El derecho a la intimidad personal se ejerce de manera legal pero cuando ese acto es contrario a la persuasión de la costumbre y es revestido con retórica garantista procesal surge un conflicto: el conflicto entre los intereses de la costumbre social con el derecho de la autodeterminación individual.

En consecuencia, el derecho no es solo un orden coactivo, sino que para que tenga influencia en la esfera pública se constituye como protector de intereses. Los preceptos legales no solamente están destinados a delimitar intereses, sino que por ser ellos mismos productos de intereses, su objetivo no solo es resolver, de acuerdo a la conciencia social las cuestiones que surgen en la aplicación de las leyes, sino proporcionar pautas que garanticen el interés general por la mejora de la convivencia y la cohesión social.

Si las sociedades no adoptan tales parámetros, las barbaridades performativas plasmadas en la comentada decisión jurisdiccional española implicará un precedente que se oponga a los valores jurídicos-éticos que rigen la vida social. En ese sentido al tergiversarse esos valores heredados de la tradición se les convierte en privilegios y en prácticas que solo propicia el debilitamiento de las instituciones fundamentales de la convivencia.

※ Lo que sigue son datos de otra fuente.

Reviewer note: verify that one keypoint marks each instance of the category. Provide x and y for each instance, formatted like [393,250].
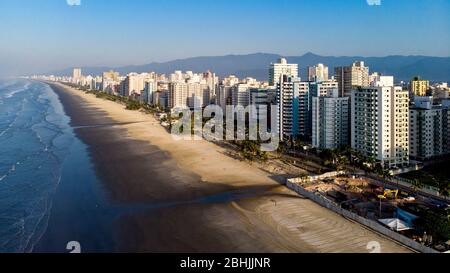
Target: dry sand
[205,200]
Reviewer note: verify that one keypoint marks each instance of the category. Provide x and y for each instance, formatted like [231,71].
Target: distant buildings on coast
[385,122]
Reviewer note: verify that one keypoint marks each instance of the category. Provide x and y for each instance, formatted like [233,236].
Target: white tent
[395,224]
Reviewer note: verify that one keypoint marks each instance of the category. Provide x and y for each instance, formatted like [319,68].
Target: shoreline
[193,196]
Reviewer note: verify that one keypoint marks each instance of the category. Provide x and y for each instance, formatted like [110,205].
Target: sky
[38,36]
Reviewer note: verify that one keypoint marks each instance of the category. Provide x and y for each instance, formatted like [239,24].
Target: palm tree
[417,185]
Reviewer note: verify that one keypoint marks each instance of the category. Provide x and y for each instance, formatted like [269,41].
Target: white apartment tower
[178,94]
[429,129]
[330,121]
[318,73]
[76,75]
[292,97]
[351,77]
[281,68]
[241,95]
[380,124]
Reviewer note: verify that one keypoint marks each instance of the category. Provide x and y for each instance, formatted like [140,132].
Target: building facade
[281,68]
[351,77]
[318,73]
[429,129]
[330,121]
[380,124]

Hoy, la sociedad española dominada por una profunda crisis institucional ha puesto de manifiesto en el escenario jurídico una cierta y creciente permeabilidad a la obscenidad, pues no sería nada de extrañar que se le aplicara aquel pasaje de la historia de Jonathan Swift de Gulliver: “Cuando Liliput estaba en llamas, Gulliver orinó sobre la ciudad, incluyendo el palacio. Al hacerlo salvó a todo Liliput de la catástrofe, pero los liliputienses se indignaron y se consternaron ante semejante muestra de repugnancia.”

A la universidad le queda la tarea de pensar el derecho como orden normativo, y los derechos como patrimonio moral de las personas, más allá de los esquemas del “moderno” y muy discutible constructivismo jurídico.